Investigation of transport properties, flux pinning mechanisms and fluctuations induced conductivity of SiO2 nanoparticles doped YBa2Cu3O7-d thick films on silver substrates

In this study, we examined the pinning mechanism and fluctuations induced conductivity, and we report the superconducting critical parameters variation of fine SiO2 nanoparticles added YBa2Cu3O7 d (Y123) composite thick films of similar to 100 mu m in thicknesses on Ag substrate. Composite films (Y123 + x SiO2)/Ag were produced by the solid-state reaction process. Here, x = 0.00 and 0.01 wt% content of SiO2 nanoparticles (12 nm in diameter) were considered. The X-ray powder diffraction (XRD) together with Rietveld refinement and the scanning electron microscopy (SEM) were used to survey the structure and the morphology of thick films. Both composite films reveal a dense granular structure and similar compositions in phases. A small quantity of fine SiO2 particles intensifies the critical current density versus magnetic field Jc(H) and gives more weight to the strong pinning component of the Jc. Some important critical physical parameters of the composite films were obtained from the fluctuations induced conductivity analyses. The electrical conductivity was deduced from the electrical resistivity measurements and explained through Aslamazov-Larkin model.
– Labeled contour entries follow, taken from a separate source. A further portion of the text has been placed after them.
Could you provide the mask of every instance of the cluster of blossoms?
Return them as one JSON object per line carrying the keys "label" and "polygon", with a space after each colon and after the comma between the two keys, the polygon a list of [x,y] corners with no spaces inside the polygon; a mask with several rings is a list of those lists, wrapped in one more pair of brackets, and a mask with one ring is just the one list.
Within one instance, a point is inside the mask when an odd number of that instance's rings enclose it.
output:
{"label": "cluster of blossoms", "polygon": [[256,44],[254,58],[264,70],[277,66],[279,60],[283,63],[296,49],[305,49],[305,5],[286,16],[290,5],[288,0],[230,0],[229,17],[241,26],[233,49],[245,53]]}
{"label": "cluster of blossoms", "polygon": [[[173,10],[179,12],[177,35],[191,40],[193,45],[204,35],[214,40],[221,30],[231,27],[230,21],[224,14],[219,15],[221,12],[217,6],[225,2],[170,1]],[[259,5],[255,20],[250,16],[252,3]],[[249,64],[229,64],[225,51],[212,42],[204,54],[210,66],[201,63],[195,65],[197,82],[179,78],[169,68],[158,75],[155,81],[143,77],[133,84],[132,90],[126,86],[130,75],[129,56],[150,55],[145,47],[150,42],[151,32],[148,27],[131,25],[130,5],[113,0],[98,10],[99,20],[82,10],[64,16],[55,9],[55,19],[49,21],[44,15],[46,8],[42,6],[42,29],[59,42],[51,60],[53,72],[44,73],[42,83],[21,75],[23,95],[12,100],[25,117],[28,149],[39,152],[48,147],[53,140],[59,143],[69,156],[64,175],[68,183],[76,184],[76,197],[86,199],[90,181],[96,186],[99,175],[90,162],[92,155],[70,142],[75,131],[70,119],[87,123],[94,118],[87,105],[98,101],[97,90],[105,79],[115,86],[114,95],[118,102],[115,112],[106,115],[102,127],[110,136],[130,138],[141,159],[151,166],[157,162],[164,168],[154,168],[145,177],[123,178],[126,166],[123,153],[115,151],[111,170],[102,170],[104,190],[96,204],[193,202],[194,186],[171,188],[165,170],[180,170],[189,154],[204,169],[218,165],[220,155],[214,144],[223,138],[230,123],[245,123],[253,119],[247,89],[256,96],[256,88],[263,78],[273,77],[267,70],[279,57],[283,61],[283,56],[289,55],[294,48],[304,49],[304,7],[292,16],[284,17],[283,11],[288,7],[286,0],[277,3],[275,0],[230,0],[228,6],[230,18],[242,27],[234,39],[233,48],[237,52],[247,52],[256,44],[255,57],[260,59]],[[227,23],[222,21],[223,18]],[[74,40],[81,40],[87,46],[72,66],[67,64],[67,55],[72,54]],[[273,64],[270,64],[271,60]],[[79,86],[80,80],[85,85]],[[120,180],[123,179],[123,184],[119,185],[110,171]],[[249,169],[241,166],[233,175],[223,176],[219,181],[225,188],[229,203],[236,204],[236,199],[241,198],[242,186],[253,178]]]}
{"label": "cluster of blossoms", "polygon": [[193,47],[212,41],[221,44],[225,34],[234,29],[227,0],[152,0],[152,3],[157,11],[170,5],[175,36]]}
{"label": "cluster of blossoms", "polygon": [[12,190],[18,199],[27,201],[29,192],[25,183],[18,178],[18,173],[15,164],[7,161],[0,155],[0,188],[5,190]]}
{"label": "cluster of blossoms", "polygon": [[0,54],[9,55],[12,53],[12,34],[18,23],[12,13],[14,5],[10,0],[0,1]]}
A small quantity of fine SiO2 particles upgrade the superconducting features, particularly the lower and the upper critical magnetic field (Bc1 and Bc2) at temperature 0 K.

Automated summary

This study investigates the enhancement of superconducting properties of Y123 composite films by introducing SiO2 nanoparticles. The addition of SiO2 particles significantly affects the critical current density versus magnetic field relationship and enhances the pinning mechanism of the films. Important critical physical parameters of the composite films were obtained through conductivity analysis.